Após demonstrar que todos são filósofos, ainda que a seu modo, inconscientemente -já que, até mesmo
na mais simples manifestação de
uma atividade intelectual qualquer,
na "linguagem", está contida uma determinada concepção do mundo-,
passa-se ao segundo momento, ao
momento da crítica e da consciência,
ou seja, ao seguinte problema: é preferível "pensar" sem disto ter consciência crítica, de uma maneira desagregada e ocasional, isto é, "participar" de uma concepção do mundo
"imposta" mecanicamente pelo ambiente exterior, ou seja, por um dos
muitos grupos sociais nos quais todos estão automaticamente envolvidos desde sua entrada no mundo
consciente (e que pode ser a própria
aldeia ou a província, pode se originar na paróquia e na "atividade intelectual" do vigário ou do velho patriarca, cuja "sabedoria" dita leis, na
mulher que herdou a sabedoria das
bruxas ou no pequeno intelectual
avinagrado pela própria estupidez e
pela impotência para a ação), ou é
preferível elaborar a própria concepção do mundo de uma maneira consciente e crítica e, portanto, em ligação com este trabalho do próprio cérebro, escolher a própria esfera de
atividade, participar ativamente na
produção da história do mundo, ser
o guia de si mesmo e não mais aceitar do exterior, passiva e servilmente, a marca da própria personalidade?
Pela própria concepção do mundo,
pertencemos sempre a um determinado grupo, precisamente o de todos os elementos sociais que compartilham um mesmo modo de pensar e de agir. Somos conformistas de
algum conformismo, somos sempre
homens-massa ou homens-coletivos. O problema é o seguinte: qual é
o tipo histórico de conformismo, de
homem-massa do qual fazemos parte?
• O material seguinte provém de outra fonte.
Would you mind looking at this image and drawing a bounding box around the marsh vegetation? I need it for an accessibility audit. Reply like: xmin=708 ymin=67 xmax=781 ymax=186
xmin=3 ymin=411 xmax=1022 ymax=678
Quando a concepção do mundo
não é crítica e coerente, mas ocasional e desagregada, pertencemos simultaneamente a uma multiplicidade de homens-massa, nossa própria
personalidade é compósita, de uma
maneira bizarra: nela se encontram
elementos dos homens das cavernas
e princípios da ciência mais moderna
e progressista, preconceitos de todas
as fases históricas passadas estreitamente localistas e intuições de uma
futura filosofia que será própria do
gênero humano mundialmente unificado. Criticar a própria concepção
do mundo, portanto, significa torná-la unitária e coerente e elevá-la até o
ponto atingido pelo pensamento
mundial mais evoluído. Significa
também, portanto, criticar toda a filosofia até hoje existente, na medida
em que ela deixou estratificações
consolidadas na filosofia popular. O
início da elaboração crítica é a consciência daquilo que é realmente, isto
é, um "conhece-te a ti mesmo" como
produto do processo histórico até
hoje desenvolvido, que deixou em ti
uma infinidade de traços acolhidos
sem análise crítica. Deve-se fazer, inicialmente, essa análise."
ANTONIO GRAMSCI
Trecho do "Caderno 11"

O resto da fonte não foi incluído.